Back in May, I wrote a post describing a completely new Services model we call “The Works from Forceworks”. It is a Services-as-a-Subscription model that is unique in the industry. I also promised to follow up with our learnings from this new model, so today I will do just that.
First, I’ll remind you of what the offer is. Thanks to advances in low-code/no-code for Dynamics 365 and the Power Platform we decided it was finally time to launch a completely new services model. An all-inclusive, unlimited service that included not just support, but also deployments and customizations, along with several other things. You can see what we included here. Based on our analysis of recent customer history, “The Works” will cover 100% of the requirements for about 90% of the customers.
How’s it Going?
Customers are eating it up. Almost all of our existing customers have converted. I am thinking we may have left some money on the table. But now is not the time to maximize the revenue, rather now is the time to flesh this out. We wanted this to be as “turn-key” as possible starting with getting a quote that can be done right on the website. This meant “standardizing” the pricing.

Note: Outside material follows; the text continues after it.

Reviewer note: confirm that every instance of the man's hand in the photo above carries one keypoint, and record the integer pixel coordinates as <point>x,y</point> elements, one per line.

Today there is a Fixed Base cost, plus an additional fixed cost for certain combinations, like Dynamics for Marketing for example, and then a Per User cost.
Part of the thinking was that the number of users would be a good measure of the work our team would need to perform. But in reality, while a good general rule, there are exceptions. For example, a simple deployment with basic needs, but a large number of users, versus a highly complex deployment with only a handful of users. For the former, the price is too high and for the latter, the price is too low. We are still thinking about the best solution to this.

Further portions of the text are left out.